Dil bilgisi olarak anlamı:

Bir sözcükte ünlülerin veya ünsüzlerin kural halinde birbirlerini etkileyerek benzeşmeleri: Ünlü uyumu, ünsüz uyumu ve benzeri

Eğitim alanındaki sözlük anlamı:

Bireyin, çevresel koşullara ya da değerlere ruhsal bakımdan kendini uydurması süreci.

Organizmanın, varlığını sürdürebilmesi için gerekli değişmelerle kendini çevre koşullarına göre ayarlaması.

Gösteri Sanat terimi olarak anlamı:

 

Tiyatro sanatının her dalında aranan uygunluk ve denge.

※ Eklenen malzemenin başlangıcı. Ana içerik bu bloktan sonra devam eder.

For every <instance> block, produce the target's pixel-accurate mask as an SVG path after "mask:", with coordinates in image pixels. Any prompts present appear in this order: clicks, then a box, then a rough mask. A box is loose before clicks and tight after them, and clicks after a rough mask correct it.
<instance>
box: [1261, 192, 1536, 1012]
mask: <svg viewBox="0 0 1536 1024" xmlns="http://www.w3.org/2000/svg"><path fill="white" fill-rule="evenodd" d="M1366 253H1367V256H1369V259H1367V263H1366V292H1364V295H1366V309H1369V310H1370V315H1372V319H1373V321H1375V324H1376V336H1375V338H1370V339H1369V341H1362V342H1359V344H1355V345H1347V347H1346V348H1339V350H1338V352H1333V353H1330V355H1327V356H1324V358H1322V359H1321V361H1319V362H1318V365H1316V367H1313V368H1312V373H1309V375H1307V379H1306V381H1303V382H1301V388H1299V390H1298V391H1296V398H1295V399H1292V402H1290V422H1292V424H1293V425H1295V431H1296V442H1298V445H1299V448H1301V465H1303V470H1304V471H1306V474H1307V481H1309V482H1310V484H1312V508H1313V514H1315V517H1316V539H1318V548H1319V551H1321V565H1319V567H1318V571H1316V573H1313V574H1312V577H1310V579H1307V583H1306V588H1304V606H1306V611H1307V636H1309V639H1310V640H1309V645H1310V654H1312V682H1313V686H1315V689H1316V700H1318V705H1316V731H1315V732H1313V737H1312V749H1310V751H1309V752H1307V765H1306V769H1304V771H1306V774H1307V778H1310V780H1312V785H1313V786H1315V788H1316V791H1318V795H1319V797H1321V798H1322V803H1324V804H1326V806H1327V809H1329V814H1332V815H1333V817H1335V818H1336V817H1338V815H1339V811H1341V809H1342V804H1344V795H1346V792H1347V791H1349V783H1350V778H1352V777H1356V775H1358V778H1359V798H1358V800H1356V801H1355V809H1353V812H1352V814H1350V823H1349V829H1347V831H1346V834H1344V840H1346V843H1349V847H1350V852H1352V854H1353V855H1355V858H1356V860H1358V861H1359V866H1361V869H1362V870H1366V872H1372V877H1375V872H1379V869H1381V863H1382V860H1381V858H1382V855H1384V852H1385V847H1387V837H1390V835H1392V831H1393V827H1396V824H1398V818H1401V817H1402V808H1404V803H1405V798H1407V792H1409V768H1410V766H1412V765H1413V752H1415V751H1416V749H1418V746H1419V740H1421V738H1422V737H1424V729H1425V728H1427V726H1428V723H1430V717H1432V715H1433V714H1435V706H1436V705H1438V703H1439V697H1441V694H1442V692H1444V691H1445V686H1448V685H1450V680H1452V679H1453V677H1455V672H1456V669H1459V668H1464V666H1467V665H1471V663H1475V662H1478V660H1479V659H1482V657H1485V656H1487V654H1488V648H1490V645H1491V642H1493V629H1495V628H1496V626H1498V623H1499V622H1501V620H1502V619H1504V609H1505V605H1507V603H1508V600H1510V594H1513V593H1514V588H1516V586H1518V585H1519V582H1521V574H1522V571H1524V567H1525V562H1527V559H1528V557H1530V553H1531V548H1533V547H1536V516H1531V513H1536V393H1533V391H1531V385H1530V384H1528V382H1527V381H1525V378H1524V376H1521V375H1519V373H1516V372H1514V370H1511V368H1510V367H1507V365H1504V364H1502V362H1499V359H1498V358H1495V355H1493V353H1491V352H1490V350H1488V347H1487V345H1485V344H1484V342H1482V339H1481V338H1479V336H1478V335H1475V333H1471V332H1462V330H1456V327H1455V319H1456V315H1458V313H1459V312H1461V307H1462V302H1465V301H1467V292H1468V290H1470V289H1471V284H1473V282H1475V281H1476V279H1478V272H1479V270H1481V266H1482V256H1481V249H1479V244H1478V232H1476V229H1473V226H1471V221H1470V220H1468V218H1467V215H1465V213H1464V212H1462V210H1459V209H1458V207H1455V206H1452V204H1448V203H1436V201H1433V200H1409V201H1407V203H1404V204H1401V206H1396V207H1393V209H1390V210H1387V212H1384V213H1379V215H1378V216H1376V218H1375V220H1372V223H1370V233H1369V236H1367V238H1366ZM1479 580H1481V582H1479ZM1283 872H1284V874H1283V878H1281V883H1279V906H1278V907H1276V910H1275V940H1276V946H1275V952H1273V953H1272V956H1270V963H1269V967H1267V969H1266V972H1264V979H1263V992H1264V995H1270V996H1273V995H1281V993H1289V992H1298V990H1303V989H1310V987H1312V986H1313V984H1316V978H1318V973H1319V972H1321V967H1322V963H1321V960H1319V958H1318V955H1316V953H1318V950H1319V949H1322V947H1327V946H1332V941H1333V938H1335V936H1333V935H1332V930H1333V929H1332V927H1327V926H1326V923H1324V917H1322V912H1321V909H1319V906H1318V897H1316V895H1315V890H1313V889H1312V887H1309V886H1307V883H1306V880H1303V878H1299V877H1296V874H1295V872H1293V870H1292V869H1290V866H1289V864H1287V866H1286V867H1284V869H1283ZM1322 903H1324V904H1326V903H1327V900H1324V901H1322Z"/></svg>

Güzel Sanatlar alanındaki anlamı:

Bir yapıtta parçaların birbirleriyle ve yapıtın tümüyle uygunluğu. a. bk. renk uyumu.

Gramer anlamı:

Yalın veya eklerle genişletilmiş Türkçe kelimelerde kelimeyi oluşturan ünlü veya ünsüz türünden seslerin biribirlerini çeşitli bakımlardan kurallı biçimde etkileyerek benzeşmeleri. Uyumun ünlü uyumu, ünsüz uyumu ve ünlü ünsüz uyumu olmak üzere üç türü vardır. Bunlara bk.

Edebi terim anlamı:

İster kelimede ister cümlede olsun, seslerin kulağa hoş gelecek şekilde bağdaşmış bulunması hali (BENZEKLİ UYUM, Ahengi taklidi, H. imitative; BETİMLEYİM U, A. Tasvirî, H. figurative; İç UYUM, A. derunî, H. interne).

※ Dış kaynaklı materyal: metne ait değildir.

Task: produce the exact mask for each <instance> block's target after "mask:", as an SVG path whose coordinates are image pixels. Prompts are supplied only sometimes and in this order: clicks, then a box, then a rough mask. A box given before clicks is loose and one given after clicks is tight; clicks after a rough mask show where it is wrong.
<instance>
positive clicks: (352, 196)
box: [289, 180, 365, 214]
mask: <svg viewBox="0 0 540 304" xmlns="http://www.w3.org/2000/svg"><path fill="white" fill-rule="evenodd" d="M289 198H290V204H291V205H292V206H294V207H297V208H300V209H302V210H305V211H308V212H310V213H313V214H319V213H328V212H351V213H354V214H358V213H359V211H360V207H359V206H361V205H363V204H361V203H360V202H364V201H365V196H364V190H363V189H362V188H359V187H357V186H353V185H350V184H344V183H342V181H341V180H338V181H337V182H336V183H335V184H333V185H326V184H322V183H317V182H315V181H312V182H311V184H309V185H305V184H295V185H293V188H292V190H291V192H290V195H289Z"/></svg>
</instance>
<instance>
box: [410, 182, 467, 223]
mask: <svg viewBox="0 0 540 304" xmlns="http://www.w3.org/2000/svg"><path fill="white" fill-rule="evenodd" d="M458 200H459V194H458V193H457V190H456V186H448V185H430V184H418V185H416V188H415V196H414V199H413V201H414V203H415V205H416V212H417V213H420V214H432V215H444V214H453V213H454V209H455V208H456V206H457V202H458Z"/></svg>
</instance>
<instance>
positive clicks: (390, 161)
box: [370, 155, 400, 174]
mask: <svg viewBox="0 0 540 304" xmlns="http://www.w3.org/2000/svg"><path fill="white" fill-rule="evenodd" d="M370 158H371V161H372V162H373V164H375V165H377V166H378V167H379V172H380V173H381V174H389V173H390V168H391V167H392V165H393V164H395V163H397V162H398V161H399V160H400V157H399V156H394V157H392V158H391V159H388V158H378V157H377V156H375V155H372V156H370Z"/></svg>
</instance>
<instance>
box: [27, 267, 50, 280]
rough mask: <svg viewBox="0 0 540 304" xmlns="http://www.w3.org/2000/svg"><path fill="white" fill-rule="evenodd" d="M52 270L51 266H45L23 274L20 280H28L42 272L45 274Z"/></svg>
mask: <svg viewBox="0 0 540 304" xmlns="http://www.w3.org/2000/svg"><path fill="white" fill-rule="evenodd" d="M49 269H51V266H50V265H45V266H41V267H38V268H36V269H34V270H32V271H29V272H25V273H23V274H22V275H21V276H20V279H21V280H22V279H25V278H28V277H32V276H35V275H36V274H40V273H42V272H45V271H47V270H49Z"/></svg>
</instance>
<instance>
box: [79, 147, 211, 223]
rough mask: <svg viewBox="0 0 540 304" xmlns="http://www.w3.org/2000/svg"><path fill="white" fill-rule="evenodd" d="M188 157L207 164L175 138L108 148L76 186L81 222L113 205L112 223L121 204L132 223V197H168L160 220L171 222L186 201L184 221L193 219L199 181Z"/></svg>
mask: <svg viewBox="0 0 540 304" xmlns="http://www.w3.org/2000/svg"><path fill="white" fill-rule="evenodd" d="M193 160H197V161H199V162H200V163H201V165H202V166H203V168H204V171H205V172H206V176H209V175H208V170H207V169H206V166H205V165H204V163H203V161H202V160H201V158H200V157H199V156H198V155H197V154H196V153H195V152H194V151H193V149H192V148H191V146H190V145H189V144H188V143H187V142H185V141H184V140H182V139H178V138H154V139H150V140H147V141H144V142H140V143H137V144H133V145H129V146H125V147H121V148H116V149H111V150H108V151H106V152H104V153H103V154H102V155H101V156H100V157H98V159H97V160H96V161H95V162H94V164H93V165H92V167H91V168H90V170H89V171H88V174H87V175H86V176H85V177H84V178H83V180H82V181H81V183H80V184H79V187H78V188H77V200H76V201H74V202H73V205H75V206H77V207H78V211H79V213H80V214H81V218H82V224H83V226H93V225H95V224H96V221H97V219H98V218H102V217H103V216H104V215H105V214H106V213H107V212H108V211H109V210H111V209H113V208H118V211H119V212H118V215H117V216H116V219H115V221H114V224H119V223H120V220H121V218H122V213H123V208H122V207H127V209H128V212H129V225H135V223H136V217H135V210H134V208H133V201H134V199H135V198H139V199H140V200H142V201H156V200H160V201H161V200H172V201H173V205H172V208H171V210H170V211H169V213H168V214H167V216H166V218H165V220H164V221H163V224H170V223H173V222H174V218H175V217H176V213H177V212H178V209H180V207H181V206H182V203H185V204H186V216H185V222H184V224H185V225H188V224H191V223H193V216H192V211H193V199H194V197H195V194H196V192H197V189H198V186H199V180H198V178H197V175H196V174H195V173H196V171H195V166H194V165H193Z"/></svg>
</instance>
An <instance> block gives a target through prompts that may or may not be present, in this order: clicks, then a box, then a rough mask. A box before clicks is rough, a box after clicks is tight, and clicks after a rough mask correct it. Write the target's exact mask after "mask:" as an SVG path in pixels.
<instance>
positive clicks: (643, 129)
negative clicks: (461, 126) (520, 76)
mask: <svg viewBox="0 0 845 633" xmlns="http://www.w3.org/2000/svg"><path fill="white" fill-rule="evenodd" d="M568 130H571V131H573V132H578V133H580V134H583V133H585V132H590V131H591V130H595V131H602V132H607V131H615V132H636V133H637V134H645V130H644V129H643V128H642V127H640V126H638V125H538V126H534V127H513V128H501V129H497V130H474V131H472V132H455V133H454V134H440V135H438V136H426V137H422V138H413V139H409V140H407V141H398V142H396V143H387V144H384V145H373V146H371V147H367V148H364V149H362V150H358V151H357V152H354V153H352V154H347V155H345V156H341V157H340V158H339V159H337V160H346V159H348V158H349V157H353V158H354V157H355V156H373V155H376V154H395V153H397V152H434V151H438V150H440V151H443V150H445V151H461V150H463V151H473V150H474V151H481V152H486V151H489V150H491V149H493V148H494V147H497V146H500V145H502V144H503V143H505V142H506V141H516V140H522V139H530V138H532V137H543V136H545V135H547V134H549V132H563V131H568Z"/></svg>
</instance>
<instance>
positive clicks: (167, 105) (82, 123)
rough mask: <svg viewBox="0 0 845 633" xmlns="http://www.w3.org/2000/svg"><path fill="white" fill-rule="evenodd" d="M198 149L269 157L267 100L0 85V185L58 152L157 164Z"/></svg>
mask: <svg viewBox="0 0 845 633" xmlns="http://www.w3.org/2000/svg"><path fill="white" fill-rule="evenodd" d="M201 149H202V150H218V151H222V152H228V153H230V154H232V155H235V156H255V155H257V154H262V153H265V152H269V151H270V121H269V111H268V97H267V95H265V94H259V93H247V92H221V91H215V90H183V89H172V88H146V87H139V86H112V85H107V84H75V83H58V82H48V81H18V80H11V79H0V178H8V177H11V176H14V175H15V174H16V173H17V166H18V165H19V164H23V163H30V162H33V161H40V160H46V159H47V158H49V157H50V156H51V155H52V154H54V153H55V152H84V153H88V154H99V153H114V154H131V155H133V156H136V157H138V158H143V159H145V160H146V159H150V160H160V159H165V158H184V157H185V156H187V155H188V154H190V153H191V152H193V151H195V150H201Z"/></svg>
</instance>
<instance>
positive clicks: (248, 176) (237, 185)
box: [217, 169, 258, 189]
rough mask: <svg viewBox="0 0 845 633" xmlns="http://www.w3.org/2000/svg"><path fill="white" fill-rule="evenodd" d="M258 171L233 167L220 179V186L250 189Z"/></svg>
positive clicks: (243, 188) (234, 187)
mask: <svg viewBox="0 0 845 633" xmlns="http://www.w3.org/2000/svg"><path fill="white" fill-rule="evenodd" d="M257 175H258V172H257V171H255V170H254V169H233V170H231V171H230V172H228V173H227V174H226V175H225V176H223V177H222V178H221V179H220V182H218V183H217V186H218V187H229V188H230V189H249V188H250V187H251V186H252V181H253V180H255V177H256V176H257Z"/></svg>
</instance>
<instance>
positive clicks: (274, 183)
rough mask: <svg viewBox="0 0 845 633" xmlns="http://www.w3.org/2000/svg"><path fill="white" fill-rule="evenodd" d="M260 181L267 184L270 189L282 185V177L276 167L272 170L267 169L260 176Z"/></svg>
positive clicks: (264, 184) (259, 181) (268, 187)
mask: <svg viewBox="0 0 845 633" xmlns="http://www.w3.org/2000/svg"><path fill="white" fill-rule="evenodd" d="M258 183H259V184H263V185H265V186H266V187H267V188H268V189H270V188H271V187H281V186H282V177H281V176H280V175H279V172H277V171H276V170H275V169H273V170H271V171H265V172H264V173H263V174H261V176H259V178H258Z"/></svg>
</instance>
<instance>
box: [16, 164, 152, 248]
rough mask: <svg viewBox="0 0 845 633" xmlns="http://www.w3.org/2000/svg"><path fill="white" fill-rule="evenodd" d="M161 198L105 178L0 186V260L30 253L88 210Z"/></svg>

Su ürünleri alanındaki kelime anlamı:

Herhangi bir canlının değişen çevre koşullarına kendini uyarlaması, adaptasyon, alışma, uyma.

Tiyatro'daki terim anlamı:

Bir oyunun, oyun ve sahne düzenindeki denge. Ahenk

Zooloji alanındaki anlamı:

(karşılık: akomodasyon), (Lat. ad = yönelme gösteren ön ek, Lat. commodus = uygun): Gözün, değişik uzaklarlardaki eşyayı net görmek üzere kendini ayarlaması; bu olay yüksek omurgalılarda olduğu gibi merceğin biçim değiştirmesiyle ya da sade omurgalılarda ve kafadan-ayaklılarda olduğu gibi retina ile mercek arasındaki uzaklığın değişmesiyle sağlanır.

Bilimsel terim anlamı:

Belirli bir uzaklıktaki bir nesneye bakmak için gözde (genellikle) kendiliğinden olan değişme.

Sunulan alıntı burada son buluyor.